To upload custom pricing for cloud resources, you can use the custom-pricing-upload.sh script provided in the EGS installation repository. This script allows you to upload custom pricing data for various cloud resources, which can be used for cost estimation and budgeting. Ensure you have installed curl to upload the CSV file.
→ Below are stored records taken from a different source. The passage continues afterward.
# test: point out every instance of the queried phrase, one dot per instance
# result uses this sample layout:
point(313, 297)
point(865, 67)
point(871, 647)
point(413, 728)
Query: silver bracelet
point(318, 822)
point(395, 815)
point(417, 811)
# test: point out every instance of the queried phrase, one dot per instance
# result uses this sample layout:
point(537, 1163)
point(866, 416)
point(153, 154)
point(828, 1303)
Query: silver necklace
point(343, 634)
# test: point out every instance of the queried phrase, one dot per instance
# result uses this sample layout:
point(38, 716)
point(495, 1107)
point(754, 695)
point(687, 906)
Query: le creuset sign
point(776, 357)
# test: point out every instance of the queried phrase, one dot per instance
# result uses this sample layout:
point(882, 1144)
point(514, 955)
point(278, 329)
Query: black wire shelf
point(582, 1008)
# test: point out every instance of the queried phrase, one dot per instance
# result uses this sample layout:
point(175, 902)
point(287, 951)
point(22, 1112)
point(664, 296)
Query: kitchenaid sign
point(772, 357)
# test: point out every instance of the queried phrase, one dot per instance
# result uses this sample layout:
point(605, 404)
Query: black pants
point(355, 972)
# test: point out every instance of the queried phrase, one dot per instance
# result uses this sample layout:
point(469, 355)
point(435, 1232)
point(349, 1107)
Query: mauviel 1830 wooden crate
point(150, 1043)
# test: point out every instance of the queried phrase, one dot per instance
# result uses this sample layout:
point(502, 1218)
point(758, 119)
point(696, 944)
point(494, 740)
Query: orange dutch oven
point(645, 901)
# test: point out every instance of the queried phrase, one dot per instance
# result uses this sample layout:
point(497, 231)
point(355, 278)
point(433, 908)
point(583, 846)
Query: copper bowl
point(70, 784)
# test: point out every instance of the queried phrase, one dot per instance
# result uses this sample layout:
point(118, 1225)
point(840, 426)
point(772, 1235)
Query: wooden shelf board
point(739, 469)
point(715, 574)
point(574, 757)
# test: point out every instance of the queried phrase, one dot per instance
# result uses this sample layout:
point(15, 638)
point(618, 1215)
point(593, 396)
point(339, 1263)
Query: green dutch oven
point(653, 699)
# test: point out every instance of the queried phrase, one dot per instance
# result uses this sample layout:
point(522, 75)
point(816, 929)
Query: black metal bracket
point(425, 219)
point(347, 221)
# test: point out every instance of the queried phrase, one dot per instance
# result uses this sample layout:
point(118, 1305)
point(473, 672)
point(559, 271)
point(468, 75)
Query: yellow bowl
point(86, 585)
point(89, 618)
To upload custom pricing data:

  1. Navigate to the cloned egs-installation repository and change the file permission using the following command:

    chmod +x custom-pricing-upload.sh
  2. Use the customer-pricing-data.yaml file to specify the custom pricing data. The file should contain the following structure:

    kubernetes:
    kubeconfig: "" #absolute path of kubeconfig
    kubecontext: "" #kubecontext name
    namespace: "kubeslice-controller"
    service: "kubetally-pricing-service"

    #we can add as many cloud providers and instance types as needed
    cloud_providers:
    - name: "gcp"
    instances:
    - region: "us-east1"
    component: "Compute Instance"
    instance_type: "a2-highgpu-2g"
    vcpu: 1
    price: 20
    gpu: 1
    - region: "us-east1"
    component: "Compute Instance"
    instance_type: "e2-standard-8"
    vcpu: 1
    price: 5
    gpu: 0
  3. Run the script to upload the custom pricing data:

    ./custom-pricing-upload.sh 

This script automates the process of loading custom cloud pricing data into the pricing API running inside a Kubernetes cluster.

Script Workflow:

  • Reads the cluster connection details (kubeconfig, context) from the YAML input file.

  • Identifies the target service and its exposed port (for example, kubetally-pricing-service:80).

  • Selects a random available local port on the host machine.

  • Establishes a port-forwarding tunnel from the selected local port to the Kubernetes service. Runs in the background to keep the tunnel active during upload.

  • Converts the pricing data from YAML format into CSV format for API ingestion.

  • Uploads the generated CSV file to the pricing API at:

    http://localhost:<random_port>/api/v1/prices

Uninstall EGS

The uninstallation script removes all resources associated with EGS, including:

  • Workspaces
  • GPU Provision Requests (GPRs)
  • All custom resources provisioned by EGS
warning

Before running the uninstallation script, ensure that you have backed up any important data or configurations. The script will remove all EGS-related resources, and this action cannot be undone.

Use the following command to uninstall EGS:

./egs-uninstall.sh --input-yaml egs-installer-config.yaml

Troubleshooting

  • Missing Binaries

    Ensure all required binaries are installed and available in your system’s PATH.

  • Cluster Access Issues

    Verify that your kubeconfig files are correctly configured so the script can access the clusters defined in the YAML configuration.

  • Timeout Issues

    If a component fails to install within the specified timeout, increase the verify_install_timeout value in the YAML file.